Attorney General Jeff Landry defends his all-out legal crusade to block Gov. John Bel Edwards' executive order requiring that state contractors not discriminate against lesbian, gay, bisexual and transgender employees by noting that the Legislature has not deemed these individuals a protected class.

That's a weak argument, for governments have the right to set conditions for contractors beyond what they impose on businesses at large, and do so all the time. Plus, the Legislature has not prohibited such a requirement. 

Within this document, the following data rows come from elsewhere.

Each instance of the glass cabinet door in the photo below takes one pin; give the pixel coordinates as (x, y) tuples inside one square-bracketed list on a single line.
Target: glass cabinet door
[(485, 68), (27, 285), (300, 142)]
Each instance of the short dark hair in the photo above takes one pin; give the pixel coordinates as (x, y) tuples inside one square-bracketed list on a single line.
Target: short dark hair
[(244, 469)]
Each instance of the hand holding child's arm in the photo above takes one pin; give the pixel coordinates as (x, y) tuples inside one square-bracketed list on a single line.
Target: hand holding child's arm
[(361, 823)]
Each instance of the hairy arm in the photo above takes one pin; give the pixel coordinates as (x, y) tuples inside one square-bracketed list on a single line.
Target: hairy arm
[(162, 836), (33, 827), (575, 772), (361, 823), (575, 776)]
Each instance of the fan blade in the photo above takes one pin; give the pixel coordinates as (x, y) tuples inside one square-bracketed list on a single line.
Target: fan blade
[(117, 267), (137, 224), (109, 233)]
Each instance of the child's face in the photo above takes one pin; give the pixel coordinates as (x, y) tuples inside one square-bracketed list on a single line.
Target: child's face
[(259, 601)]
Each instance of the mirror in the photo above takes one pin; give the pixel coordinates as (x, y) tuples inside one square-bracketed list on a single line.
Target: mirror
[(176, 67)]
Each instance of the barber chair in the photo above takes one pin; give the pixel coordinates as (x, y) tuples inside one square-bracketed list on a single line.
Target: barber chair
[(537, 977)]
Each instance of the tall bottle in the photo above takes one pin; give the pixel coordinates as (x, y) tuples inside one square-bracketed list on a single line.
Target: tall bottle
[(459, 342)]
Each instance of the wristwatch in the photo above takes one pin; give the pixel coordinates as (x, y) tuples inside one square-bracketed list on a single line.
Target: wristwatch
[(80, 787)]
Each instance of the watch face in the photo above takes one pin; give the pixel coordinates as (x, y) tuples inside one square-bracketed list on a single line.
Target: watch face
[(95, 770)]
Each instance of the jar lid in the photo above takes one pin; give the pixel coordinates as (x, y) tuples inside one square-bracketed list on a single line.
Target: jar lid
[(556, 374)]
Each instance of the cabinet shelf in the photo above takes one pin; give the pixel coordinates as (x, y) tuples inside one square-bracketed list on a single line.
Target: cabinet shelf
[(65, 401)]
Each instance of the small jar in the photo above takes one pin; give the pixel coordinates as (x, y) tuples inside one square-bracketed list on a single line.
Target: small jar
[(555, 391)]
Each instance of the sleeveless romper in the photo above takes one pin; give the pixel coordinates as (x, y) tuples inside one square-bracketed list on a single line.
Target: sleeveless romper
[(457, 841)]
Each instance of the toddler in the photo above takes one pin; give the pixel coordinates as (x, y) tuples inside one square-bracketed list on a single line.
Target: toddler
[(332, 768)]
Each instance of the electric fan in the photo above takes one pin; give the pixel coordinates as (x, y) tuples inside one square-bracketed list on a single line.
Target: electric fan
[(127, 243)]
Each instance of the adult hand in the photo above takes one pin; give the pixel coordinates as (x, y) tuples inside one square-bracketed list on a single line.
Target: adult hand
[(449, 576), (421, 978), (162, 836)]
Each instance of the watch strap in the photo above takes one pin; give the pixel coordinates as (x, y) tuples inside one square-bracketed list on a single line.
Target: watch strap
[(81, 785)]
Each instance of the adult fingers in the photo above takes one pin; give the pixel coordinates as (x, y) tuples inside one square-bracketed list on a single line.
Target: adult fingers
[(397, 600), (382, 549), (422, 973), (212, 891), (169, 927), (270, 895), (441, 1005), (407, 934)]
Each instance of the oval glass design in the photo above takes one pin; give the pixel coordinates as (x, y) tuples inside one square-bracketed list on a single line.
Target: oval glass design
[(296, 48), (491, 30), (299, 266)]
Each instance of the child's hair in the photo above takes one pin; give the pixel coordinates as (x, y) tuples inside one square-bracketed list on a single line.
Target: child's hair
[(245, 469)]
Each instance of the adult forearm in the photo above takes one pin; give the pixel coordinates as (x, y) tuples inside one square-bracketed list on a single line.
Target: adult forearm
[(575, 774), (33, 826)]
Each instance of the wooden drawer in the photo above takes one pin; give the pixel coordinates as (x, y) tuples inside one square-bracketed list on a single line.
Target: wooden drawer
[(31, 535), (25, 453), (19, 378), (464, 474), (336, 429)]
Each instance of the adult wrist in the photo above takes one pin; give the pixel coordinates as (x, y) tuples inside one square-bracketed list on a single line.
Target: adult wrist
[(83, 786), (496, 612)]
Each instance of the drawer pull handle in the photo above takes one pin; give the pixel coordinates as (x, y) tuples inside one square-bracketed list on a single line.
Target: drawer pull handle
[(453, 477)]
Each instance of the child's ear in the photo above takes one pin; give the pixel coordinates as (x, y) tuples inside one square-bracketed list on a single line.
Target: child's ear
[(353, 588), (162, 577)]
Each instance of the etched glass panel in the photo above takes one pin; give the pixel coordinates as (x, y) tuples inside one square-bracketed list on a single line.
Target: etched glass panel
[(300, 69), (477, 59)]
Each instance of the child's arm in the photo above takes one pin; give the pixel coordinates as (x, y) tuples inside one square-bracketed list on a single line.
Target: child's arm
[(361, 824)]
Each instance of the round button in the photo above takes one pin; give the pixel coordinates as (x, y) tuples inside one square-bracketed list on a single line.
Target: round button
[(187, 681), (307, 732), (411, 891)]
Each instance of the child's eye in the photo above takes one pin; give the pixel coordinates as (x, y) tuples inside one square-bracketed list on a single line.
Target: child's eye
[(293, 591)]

Still, if any Louisiana lawmakers were inclined to try to affirmatively enshrine the right not to face on-the-job discrimination, they probably wouldn't face as much blowback as they fear. By a surprisingly wide margin, newly released numbers from the 2017 Louisiana survey conducted by the Reilly Center for Media & Public Affairs at LSU's Manship School of Mass Communication put the public on the side of mandating protection.

More than three-fourths of the 1,012 Louisiana adults interviewed said they support a state law to protect gay, lesbian, and bisexual individuals from discrimination in their jobs on the basis of their sexual orientation. And nearly as many, 70 percent, said they support such protection for transgender people.

Govs. Kathleen Blanco and Edwin Edwards enacted similar orders, but John Bel Edwards' order is the first to also cover transgender people.

And while Landry's clearly playing to his socially conservative base, the poll shows that where this issue is concerned, the governor's the one who has his finger on the state's pulse.